We specialise in claiming compensation on behalf of victims of crime throughout the UK. Our dedicated team of CICA Solicitors have extensive experience dealing with CICA claims and are your best prospect for receiving the compensation you deserve. We remove the complexity of claiming against the CICA scheme.

Can I claim?

The CICA decide to make compensation awards by following a set of rules known as the Criminal Injuries Compensation Scheme. The CICA scheme sets out the conditions which must be met before a victim of crime will be considered eligible for compensation. You could be eligible to claim if:

  • You were physically or mentally injured (or both) as a result of a crime of violence in Scotland, England or Wales.
    • You do not need to be a British citizen to apply.
    • In assessing an injury the CICA will take account of any relevant medical conditions you had before you were injured
  • You were the dependent and/or a close relative of a person who died as the result of a violent crime.
    • A close relative normally means the husband, wife, civil partner (or a person who was living within the same household as the victim in a relationship like a husband, wife or civil partner), parent or child.
  • You were injured in the last two years. This time limit may be disregarded, but only in exceptional circumstances where:
    • the circumstances of your injury meant that the CICA could not reasonably have expected you to apply within the two-year time limit, and it is still possible to investigate your claim.
  • Your injuries are serious enough to qualify for the lowest (minimum) award the CICA can pay under the Scheme. The minimum award is £1,000. If your injury is not serious enough to qualify for a £1,000 payment the CICA will not be able to make an award.

How much can I claim?

If you are considered eligible to receive compensation for your injuries from the CICA, there is a set tariff of awards that are available depending on the type of injuries you have sustained. Examples of some of the awards available include:

  • £3,500 Fractured Jaw
  • £27,000 Loss of an Eye
  • £1,500 Loss of a Tooth
  • £1,000 Fractured Tibia
  • £11,000 Scarring

More specific details on how much compensation you can get can be found on our CICA scheme page.

What we do for you:

  • We provide a fast and efficient service with no complication and no hassle.
  • We handle the case as sensitively as possible so you need not suffer any more needless trauma
  • We liaise and make CICA contact which takes a lot of the pain and stress away
  • We guarantee a high quality service, all our Solicitors have many years experience claiming from the CICA
  • Work tirelessly to make sure we get the highest amount of compensation as possible
  • Help gain justice for the pain caused to you

What is a Criminal Injury?

By definition, a criminal injury is an injury caused by a crime of violence. A crime of violence is behaviour by a person or persons involving physical force intended to hurt, damage or kill someone. In the context of criminal injury compensation the actual injury can be physical or mental so long as it’s been caused by a criminal act. Some of the more common types of criminal injuries are claims of abuse – such as child abuse, sexual abuse, rape and domestic abuse.

Confused? Unsure if what’s happened to you constitutes as a criminal injury? Give us a call today and let us listen to your story and help you.

The History of the CICA

The CICA, or Criminal Injuries Compensation Authority, is an official executive agency of the UK Government, and was originally known as the Criminal Injuries Compensation Board when it was set up in 1964. Remade into the CICA in 1996, it continues in its mission to provide compensation to the victims of violent crime.

With headquarters in Glasgow, the CICA administers aid to victims of crime in England, Wales and Scotland, and is funded by different agencies and bureaus in the different countries.
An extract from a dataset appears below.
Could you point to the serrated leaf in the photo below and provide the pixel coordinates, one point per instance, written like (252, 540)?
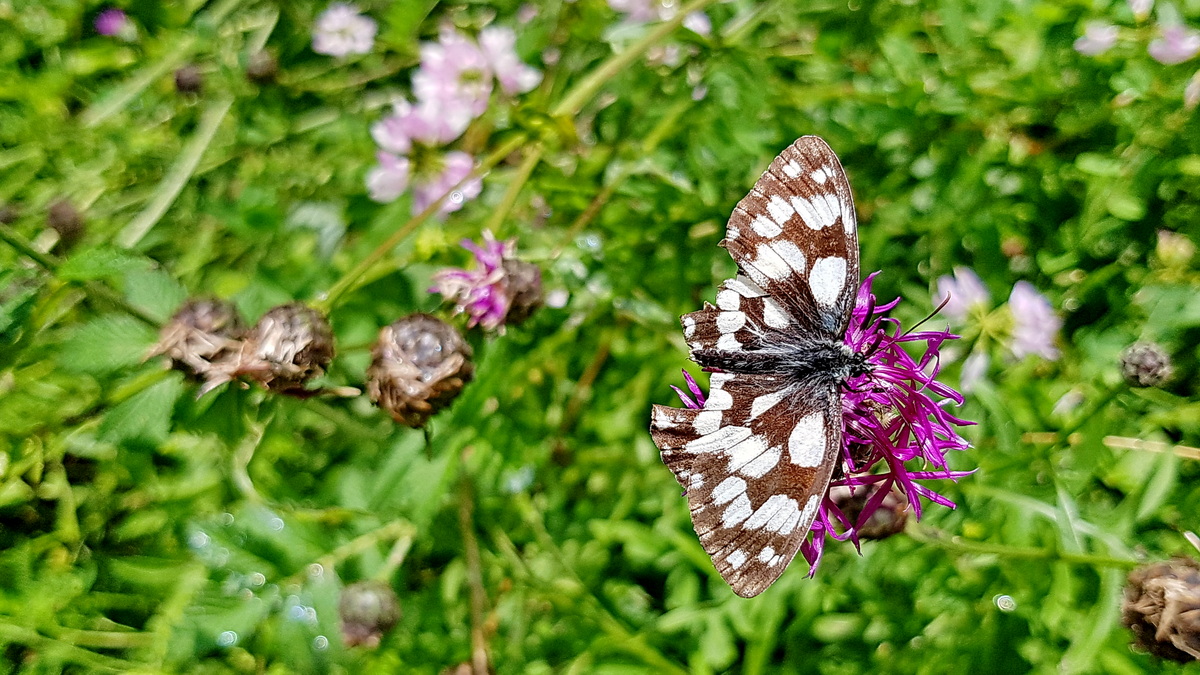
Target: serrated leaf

In England and Wales, the Ministry of Justice backs the CICA; in Scotland, it is supported by the Justice Directorate instead.

Since 1964, when it was established, the CICA has paid over £3 billion in criminal compensation – making it one of the most generous compensation authorities in the world.

Since its London office was closed, the CICA has employed 450 people in dedicated civil service roles from both the British Ministry of Justice and the Scottish Government to process the compensation claims the receive at their Glasgow headquarters, and each year this team processes 65,000 applications and pays £200 million in criminal injury compensation.

Up until the rebrand of the Criminal Injuries Compensation Board in 1996, the compensation received by victims of violent crime was determined by what their payout would have been after a successful civil action against the offender. With the rise of the CICA in 1996, this system was scrapped, and the level of compensation received is now worked out using a fixed scale set by Parliament.

After revisions in 2001, 2008 and 2012, the scale can now categorise over 400 types of injury, each one corresponding to one of 25 levels of compensation, between £1,000 and £250,000. In this way, the CICA makes sure that everyone deserving of compensation is dealt with fairly and their unique circumstances are adequately met.